I'm reading the book "Model Assisted Survey Sampling" from Särndal et al. In chapter 2, there's a section about Sampling with replacement. I'll put this into context: We have $m$ independent draws, such that, in every draw, every one of the $N$ population elements has the same selection probability : $\frac{1}{N}$
Once drawn, an element is replaced into the population so that all $N$ elements participate in each draw. Obviusly, the probability that any given element is not drawn at all is given by: $(1 - \frac{1}{N})^m$
So, the first order inclusion probability is: $\pi_k = 1 - (1- \frac{1}{N})^m$
Now, my particular cuestion is why is the second order inclusion probability is:
$\pi_{kl} = 1 - 2(1- \frac{1}{N})^m + (1- \frac{2}{N})^m$
I really don't understand why. Does this suppose to mean that $2(1- \frac{1}{N})^m - (1- \frac{2}{N})^m$ is the probability that neither the observation $k$ nor $l$ are drawn in the $m$ draws?
Please, if someone has an intuitive explanation, i would be very thankfull.

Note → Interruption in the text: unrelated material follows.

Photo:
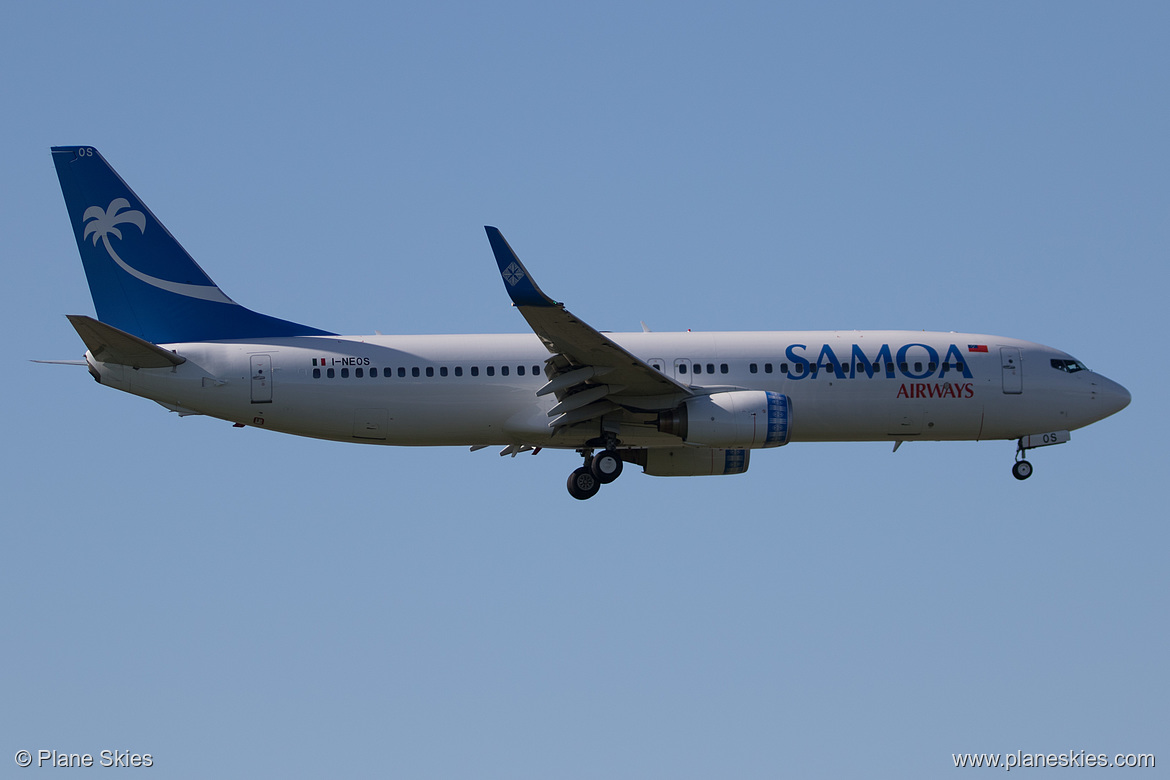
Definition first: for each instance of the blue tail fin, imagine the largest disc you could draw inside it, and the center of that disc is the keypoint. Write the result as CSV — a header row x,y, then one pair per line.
x,y
142,280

$\pi_{kl}$ is the probability that both $k$ and $l$ are included in the sample . Using $$P(AB)=P(A)+P(B)-P(A\cup B)$$, this is the prob that $k$ is included plus the prob that $l$ is included (these are both equal to $1-(1-\frac1N)^m$) minus the prob that at least one is included (this is equal to $1-(1-\frac2N)^m$).